Is SLB overvalued based on PE ratio?

SLB's PE of 25.5x combined with a PEG ratio of -1.13 provides a growth-adjusted perspective. SLB has negative earnings, so its PE and PEG ratios are not meaningful here and cannot tell you whether the stock is over or undervalued. Keep in mind that PE-based valuation works best for profitable, mature companies — for high-growth or cyclical Oil & Gas Equipment & Services, a DCF analysis may be more appropriate.

How do I value SLB stock using PE ratio?

To value SLB N.V. using PE: (1) Compare the current PE (25.5x) against the Oil & Gas Equipment & Services median to assess relative pricing, (2) check the PEG ratio (-1.13) to adjust for growth expectations, (3) review the 5-year PE range to identify where the stock sits historically, and (4) estimate fair value by multiplying a target PE by forward EPS estimates.
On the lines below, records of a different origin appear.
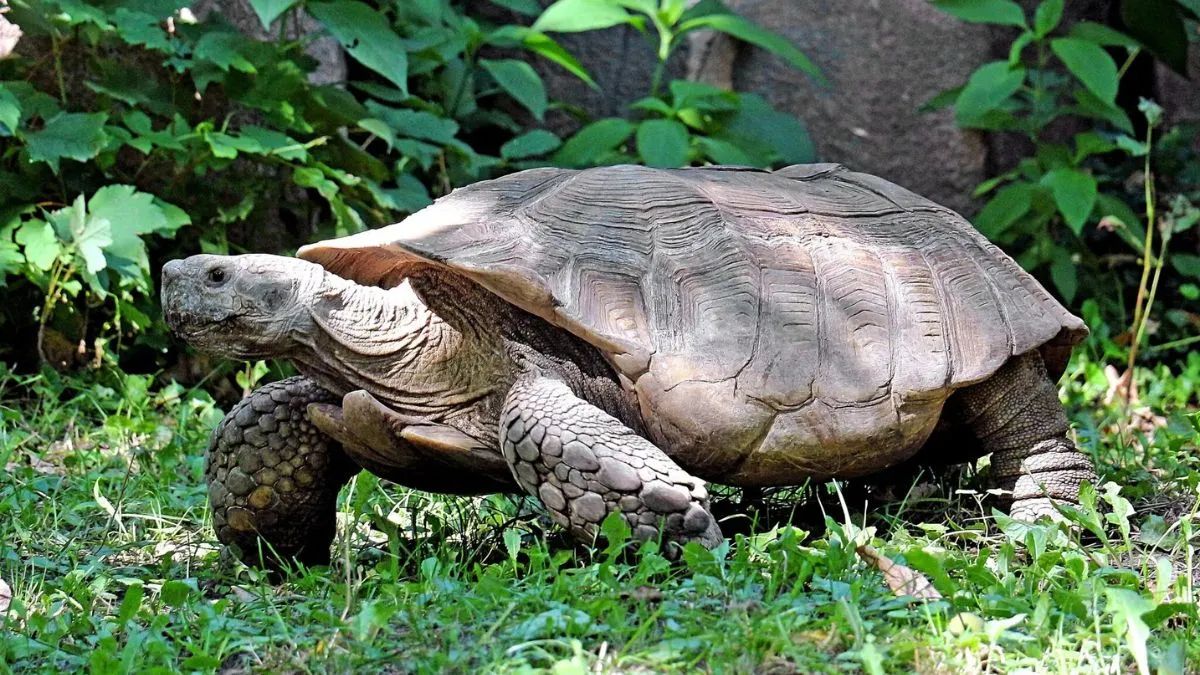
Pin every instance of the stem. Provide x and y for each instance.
(57, 49)
(666, 43)
(1140, 311)
(657, 78)
(1125, 66)
(52, 293)
(1153, 285)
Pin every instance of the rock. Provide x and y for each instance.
(882, 61)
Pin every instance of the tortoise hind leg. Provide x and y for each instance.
(1018, 418)
(274, 477)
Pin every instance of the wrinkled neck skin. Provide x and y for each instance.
(390, 344)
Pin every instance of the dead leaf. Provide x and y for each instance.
(903, 580)
(10, 34)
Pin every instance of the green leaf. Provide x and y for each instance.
(10, 112)
(276, 143)
(72, 136)
(415, 124)
(1018, 47)
(130, 214)
(132, 602)
(941, 100)
(1000, 12)
(521, 82)
(1065, 274)
(1091, 143)
(228, 147)
(225, 51)
(175, 592)
(1127, 609)
(1187, 264)
(1089, 105)
(1074, 192)
(1047, 17)
(768, 135)
(663, 143)
(1008, 205)
(989, 87)
(724, 153)
(576, 16)
(541, 45)
(593, 141)
(529, 144)
(127, 209)
(311, 177)
(1091, 64)
(89, 236)
(40, 243)
(270, 10)
(1102, 35)
(367, 36)
(142, 29)
(748, 31)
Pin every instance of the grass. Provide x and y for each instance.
(106, 544)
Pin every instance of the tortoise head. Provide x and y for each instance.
(240, 306)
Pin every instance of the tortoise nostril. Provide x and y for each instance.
(172, 270)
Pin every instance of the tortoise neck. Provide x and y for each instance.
(390, 344)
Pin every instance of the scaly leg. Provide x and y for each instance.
(274, 477)
(583, 464)
(1018, 418)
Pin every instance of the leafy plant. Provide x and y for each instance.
(165, 120)
(688, 123)
(1065, 209)
(93, 246)
(1053, 73)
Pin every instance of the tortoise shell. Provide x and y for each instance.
(773, 326)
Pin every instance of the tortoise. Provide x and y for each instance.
(609, 340)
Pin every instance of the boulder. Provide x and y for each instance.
(882, 61)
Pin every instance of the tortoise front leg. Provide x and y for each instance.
(274, 477)
(583, 464)
(1019, 419)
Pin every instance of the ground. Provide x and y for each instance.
(108, 551)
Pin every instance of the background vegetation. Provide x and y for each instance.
(133, 131)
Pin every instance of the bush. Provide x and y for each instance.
(126, 120)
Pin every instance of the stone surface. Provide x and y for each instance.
(883, 60)
(1180, 96)
(618, 476)
(328, 53)
(665, 499)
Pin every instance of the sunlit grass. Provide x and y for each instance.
(106, 542)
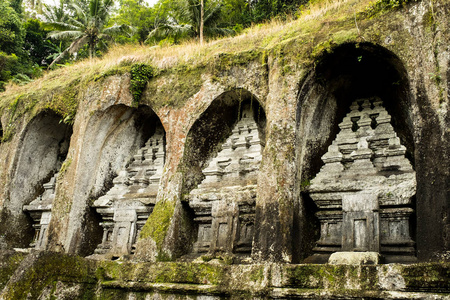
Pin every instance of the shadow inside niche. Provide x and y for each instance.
(350, 72)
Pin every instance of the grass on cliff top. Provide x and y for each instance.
(310, 26)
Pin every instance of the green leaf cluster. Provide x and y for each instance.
(140, 75)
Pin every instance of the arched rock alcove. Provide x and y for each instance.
(350, 72)
(42, 148)
(112, 139)
(221, 163)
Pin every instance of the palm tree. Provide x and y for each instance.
(187, 20)
(85, 26)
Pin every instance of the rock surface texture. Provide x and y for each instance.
(239, 166)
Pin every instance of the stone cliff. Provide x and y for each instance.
(329, 134)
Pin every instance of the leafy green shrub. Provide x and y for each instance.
(140, 75)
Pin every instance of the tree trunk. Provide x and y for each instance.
(91, 50)
(201, 21)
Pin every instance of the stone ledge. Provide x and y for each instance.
(354, 258)
(41, 271)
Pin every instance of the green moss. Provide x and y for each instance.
(140, 75)
(66, 164)
(8, 264)
(158, 223)
(120, 70)
(381, 6)
(65, 103)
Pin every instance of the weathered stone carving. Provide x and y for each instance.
(128, 204)
(365, 189)
(224, 203)
(40, 211)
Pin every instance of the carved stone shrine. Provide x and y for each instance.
(127, 205)
(40, 211)
(365, 190)
(224, 203)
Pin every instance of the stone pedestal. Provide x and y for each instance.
(365, 189)
(224, 202)
(40, 211)
(127, 205)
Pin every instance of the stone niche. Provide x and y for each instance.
(125, 208)
(365, 191)
(45, 144)
(40, 211)
(224, 202)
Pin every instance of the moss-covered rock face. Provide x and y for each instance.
(51, 275)
(304, 75)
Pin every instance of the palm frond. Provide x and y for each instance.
(172, 30)
(61, 26)
(117, 29)
(65, 34)
(78, 44)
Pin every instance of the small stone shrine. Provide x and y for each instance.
(127, 205)
(40, 211)
(224, 203)
(365, 190)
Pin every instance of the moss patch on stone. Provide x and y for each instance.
(9, 261)
(158, 223)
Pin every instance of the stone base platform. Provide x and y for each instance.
(43, 275)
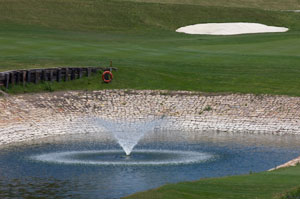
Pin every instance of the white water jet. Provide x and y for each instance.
(128, 133)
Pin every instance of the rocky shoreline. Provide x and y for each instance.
(32, 116)
(25, 117)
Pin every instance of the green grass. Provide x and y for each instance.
(265, 185)
(264, 4)
(141, 41)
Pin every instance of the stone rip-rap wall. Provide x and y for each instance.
(25, 117)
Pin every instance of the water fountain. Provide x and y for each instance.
(128, 133)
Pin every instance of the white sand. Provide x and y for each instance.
(229, 28)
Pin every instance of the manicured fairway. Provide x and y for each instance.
(141, 41)
(265, 185)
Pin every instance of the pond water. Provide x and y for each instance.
(93, 166)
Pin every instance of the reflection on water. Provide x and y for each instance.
(22, 177)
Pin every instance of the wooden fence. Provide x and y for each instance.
(10, 78)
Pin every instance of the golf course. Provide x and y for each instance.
(141, 41)
(140, 38)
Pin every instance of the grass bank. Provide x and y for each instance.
(141, 41)
(277, 184)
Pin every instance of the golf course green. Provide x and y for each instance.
(139, 37)
(141, 41)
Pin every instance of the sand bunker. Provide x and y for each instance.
(229, 28)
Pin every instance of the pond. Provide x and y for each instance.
(93, 166)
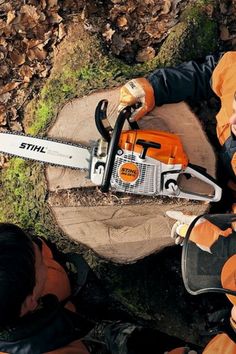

This relative approach complements DCF's absolute valuation.

What is the PEG ratio of SLB?

SLB's PEG ratio is -1.13, calculated by dividing the PE ratio (25.5x) by the expected earnings growth rate. Because SLB has negative earnings, its PEG ratio is not meaningful and should not be read as a sign of under or overvaluation. Note that PEG accuracy depends on the reliability of growth estimates.

Should I use PE ratio or DCF for SLB stock valuation?

PE ratio gives a quick relative read — how SLB is priced versus Oil & Gas Equipment & Services peers. DCF provides an absolute value based on projected free cash flows. For the most reliable valuation, use PE as a quick comparability screen and DCF for a deeper fundamental analysis. Each method has blind spots: PE ignores capital structure and cash flow quality, while DCF is sensitive to growth and discount rate assumptions.

Learn More

Related PE Valuations

All Energy valuations

P/E and DCF value SLB with different methods and assumptions, so the two conclusions can differ. Compare the DCF intrinsic value.

Price as of 2026-06-12. Financial data from Financial Modeling Prep (trailing twelve months) · Valuation methodology by Charlie Wang.

This is an estimate, not investment advice.